Temos depois o síndroma de abstinência, que se refere a um conjunto de sintomas desagradáveis que decorrem da falta fisiológica que a substância causa no organismo, sendo necessária a utilização de uma nova dose para aliviar ou evitar os sintomas da abstinência. (Luiz Stacechen, 2013).

No uso do álcool, o que geralmente é referido como “ressaca”, é um exemplo claro dos efeitos da abstinência: tremores, suores, dor de cabeça, sede, etc. Sendo que “beber um copo” ou “usar uma” no dia seguinte é a formal normal que o alcoólico encontra para acabar com esses efeitos – no mínimo desagradáveis – da ressaca.

Em terceiro, temos a questão do descontrole ou desgoverno: a situação em que a pessoa não consegue, obviamente, parar de utilizar a substância ou reduzir o consumo (mesmo que o possa fazer durante um determinado período de tempo, acaba sempre por voltar), existindo sempre o desejo persistente de procurar a droga, assim como passará a utilizar parte considerável do seu tempo para conseguir obter a substância. Mais uma vez, no caso do álcool e da nossa cultura, é mais fácil de obter do que outra droga, evidentemente.

Finalmente e em quarto lugar temos os prejuízos psico-sociais decorrentes dos abusos. Desde sintomas físicos, como úlceras, problemas neurológicos e o comprometimento de diversos órgãos vitais. Também o mesmo se passa em relação às actividades sociais, que podem gradualmente vir a ser abandonadas, trabalho – cada vez mais em esforço até que acaba por ser quase impossível realizá-lo – , as relações familiares e pessoais a começarem a ser conflituosas, levando muitas vezes o indivíduo a situações marginais, como o abandono e isolamento social.

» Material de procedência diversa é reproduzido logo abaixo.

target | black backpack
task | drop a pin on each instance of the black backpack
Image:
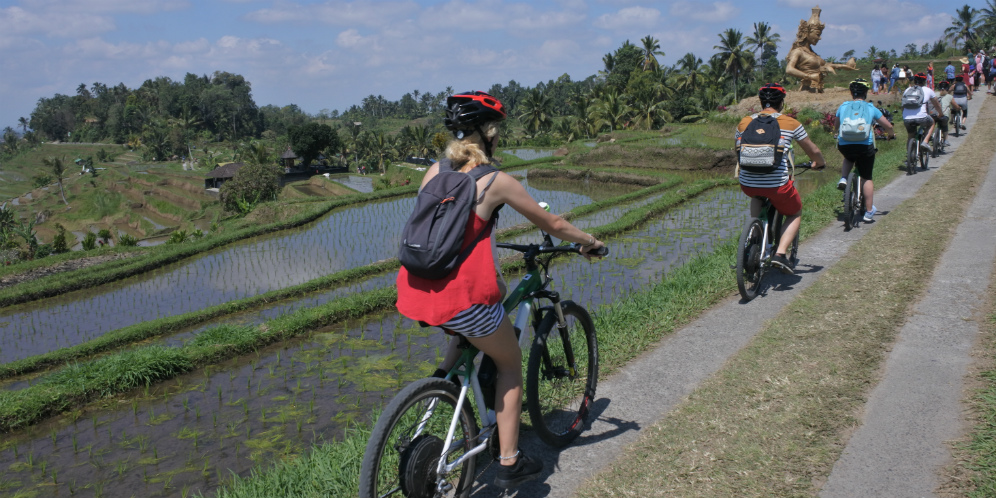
(759, 150)
(433, 234)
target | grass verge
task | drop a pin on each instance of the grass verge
(776, 418)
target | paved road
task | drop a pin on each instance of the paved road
(652, 385)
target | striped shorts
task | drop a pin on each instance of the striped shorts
(479, 320)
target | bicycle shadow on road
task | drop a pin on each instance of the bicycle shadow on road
(551, 457)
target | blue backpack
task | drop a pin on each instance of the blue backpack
(434, 233)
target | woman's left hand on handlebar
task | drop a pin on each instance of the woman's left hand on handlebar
(586, 250)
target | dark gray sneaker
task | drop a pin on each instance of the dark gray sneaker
(782, 263)
(524, 469)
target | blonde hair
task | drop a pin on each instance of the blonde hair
(468, 152)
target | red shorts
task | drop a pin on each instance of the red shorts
(785, 198)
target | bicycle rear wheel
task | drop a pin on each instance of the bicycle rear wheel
(852, 201)
(911, 156)
(750, 270)
(407, 441)
(562, 375)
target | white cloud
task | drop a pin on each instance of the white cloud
(718, 12)
(629, 18)
(366, 13)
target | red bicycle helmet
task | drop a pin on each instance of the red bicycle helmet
(469, 110)
(771, 93)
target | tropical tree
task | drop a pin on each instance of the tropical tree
(651, 49)
(735, 57)
(690, 73)
(58, 167)
(963, 25)
(763, 39)
(611, 111)
(537, 110)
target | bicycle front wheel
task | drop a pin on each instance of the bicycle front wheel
(935, 141)
(562, 375)
(911, 156)
(749, 265)
(407, 442)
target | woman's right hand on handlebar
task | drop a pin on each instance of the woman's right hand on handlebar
(593, 250)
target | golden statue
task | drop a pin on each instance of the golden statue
(804, 63)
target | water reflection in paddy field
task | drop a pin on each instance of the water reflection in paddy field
(187, 435)
(356, 182)
(347, 238)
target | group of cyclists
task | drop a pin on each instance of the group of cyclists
(468, 301)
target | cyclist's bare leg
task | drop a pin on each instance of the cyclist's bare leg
(928, 134)
(791, 228)
(755, 207)
(503, 348)
(868, 189)
(452, 354)
(845, 167)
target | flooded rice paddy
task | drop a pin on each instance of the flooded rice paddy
(344, 239)
(186, 436)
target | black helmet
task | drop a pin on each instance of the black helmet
(772, 93)
(469, 110)
(858, 87)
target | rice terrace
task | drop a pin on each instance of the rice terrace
(199, 300)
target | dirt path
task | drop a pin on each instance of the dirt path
(631, 401)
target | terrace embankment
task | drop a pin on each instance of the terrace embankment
(669, 158)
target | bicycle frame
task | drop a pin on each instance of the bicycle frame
(531, 288)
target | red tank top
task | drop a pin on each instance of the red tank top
(473, 282)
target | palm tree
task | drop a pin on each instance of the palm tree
(537, 110)
(763, 38)
(59, 170)
(735, 57)
(651, 49)
(963, 25)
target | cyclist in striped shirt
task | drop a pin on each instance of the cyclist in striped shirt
(777, 185)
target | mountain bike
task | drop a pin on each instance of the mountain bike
(757, 245)
(915, 153)
(854, 200)
(426, 441)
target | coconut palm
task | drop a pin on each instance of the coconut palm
(611, 111)
(58, 167)
(963, 25)
(735, 57)
(651, 49)
(537, 110)
(763, 38)
(690, 73)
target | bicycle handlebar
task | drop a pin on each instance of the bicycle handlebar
(536, 249)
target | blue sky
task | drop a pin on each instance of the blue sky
(331, 54)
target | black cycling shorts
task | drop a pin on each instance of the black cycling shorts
(862, 155)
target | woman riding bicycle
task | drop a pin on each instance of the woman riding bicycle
(777, 185)
(468, 300)
(860, 150)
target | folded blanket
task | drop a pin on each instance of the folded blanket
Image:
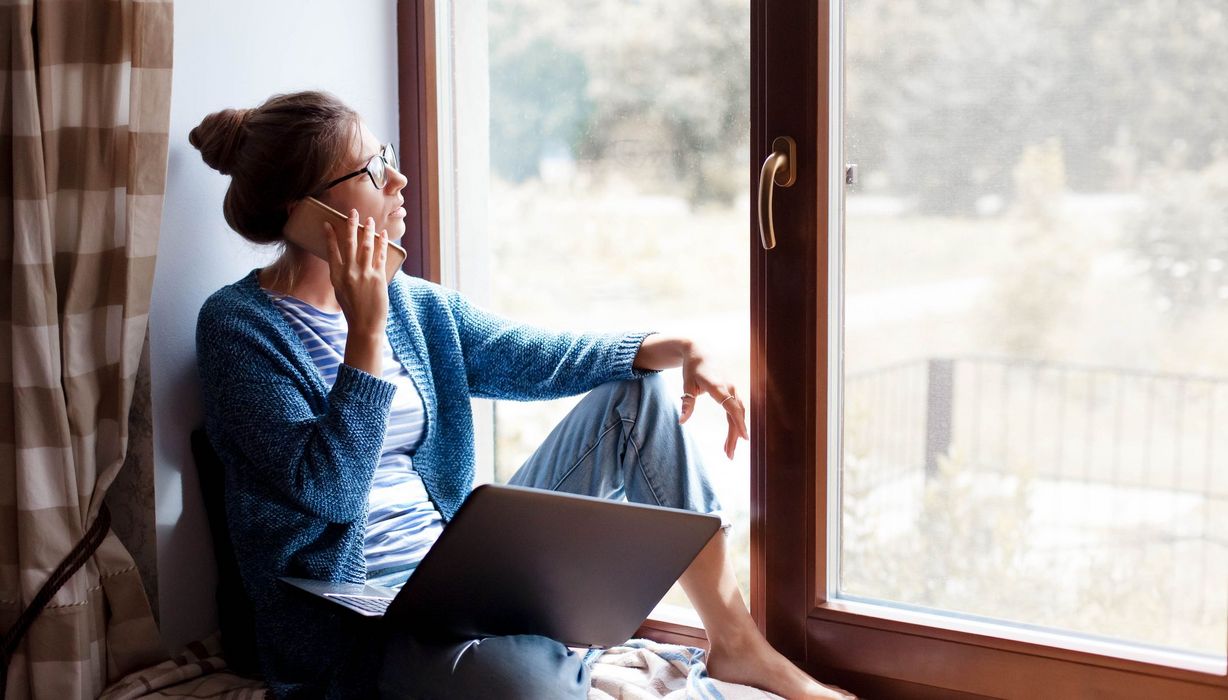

Para além de tudo isto, o uso e abuso de susbstâncias pode levar ao desenvolvimento de outros transtornos psíquicos. O facto das substâncias causarem uma série de modificações psíquicas graves no estado da consciência e do humor de quem as usa, pode trazer além de efeitos de prazer (euforia, bem-estar momentâneo, sensações de plenitude e grandeza) algumas manifestações sintomáticas como a ansiedade, mau estar, humor e depressão maior.

Pode parecer estranho, mas se reler este artigo e subtraír a palavra “substâncias” e “danos físicos”, em tudo o problema é igual, se for visto do ponto de vista de comportamentos adictivos: internet, jogo, sexo compulsivo, compras, comida, entre outros.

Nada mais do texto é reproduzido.